The Ethics Advisory Board does mention consent in its “Public Trust Matrix for use in considering ethical issues regarding the Contact Tracing App”. It says: “If individual subjects do not give explicit consent, what mechanisms are in place to ensure broader societal consent? How will consent be designed so that it's understandable? Current consent practise focuses on individual consent. What is being planned with the app is not only consent to potentially collect information about one’s own location, but one’s proximity to others too. After the initial emergency response, this will need collective consent mechanisms and a critical approach to how the design and content design of these consent moments are put together.”

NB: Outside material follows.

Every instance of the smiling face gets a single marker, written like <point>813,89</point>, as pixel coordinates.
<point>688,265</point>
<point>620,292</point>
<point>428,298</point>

Talk of “collective consent mechanisms”, “after the initial emergency response”, seems to suggest a movement from individual consent to some kind of broad societal consent. This is a very different model and would need significant public debate to be sure that we, the public, are ok with this. Currently consent is the cornerstone of clinical practice and research. It doesn’t always do this in practice, but consent is intended to respect individual autonomy and dignity and human rights. Covid-19, as a public health emergency, might legitimise all kinds of actions which we wouldn’t normally accept, including limiting freedom of movement (requiring self-isolation) and some monitoring and a reduction of privacy (the App). Exceptional times need exceptional measures. We all agree. But is ‘future research’ exceptional? If not why assume that individual consent can effectively be bypassed? Why should “collective consent mechanisms” be used after the initial emergency at all? Should we not be asked for informed consent at the time when we can know what our data is going to be used for?
More worrying, we are being presented with this as the only way and we are told that the public health benefits outweigh any privacy concerns. But the truth is to track, trace and contain the virus we don’t need to collect any central data. In contrast a number of European countries have plumped for a de-centralised App. These countries are not holding any central data, the information is stored only the mobile phone of the user. To do the job we need there is absolutely no need for a centralised app.
The Joint Committee has called for legislation to regulate the use of the NHS App and a formal human rights assessment and this we support. However such legislation also needs to engage with the whole question of consent. The precise basis on which such a potentially extensive and indeed commercially valuable dataset will be collected and used in the short and the long-term needs to be made very clear from the outset and the subsequent use itself needs to be carefully monitored.
Track, trace and contain. But if government want to hold our data we need more clarity, and more reassurance that our fundamental human rights will be respected, and that and future research will be ethical. We are long way short of being able to ensure that this is the case.
Jean McHale, Professor of Health Care Law, Birmingham Law School and Heather Widdows, John Ferguson Professor of Global Ethics, Department of Philosophy.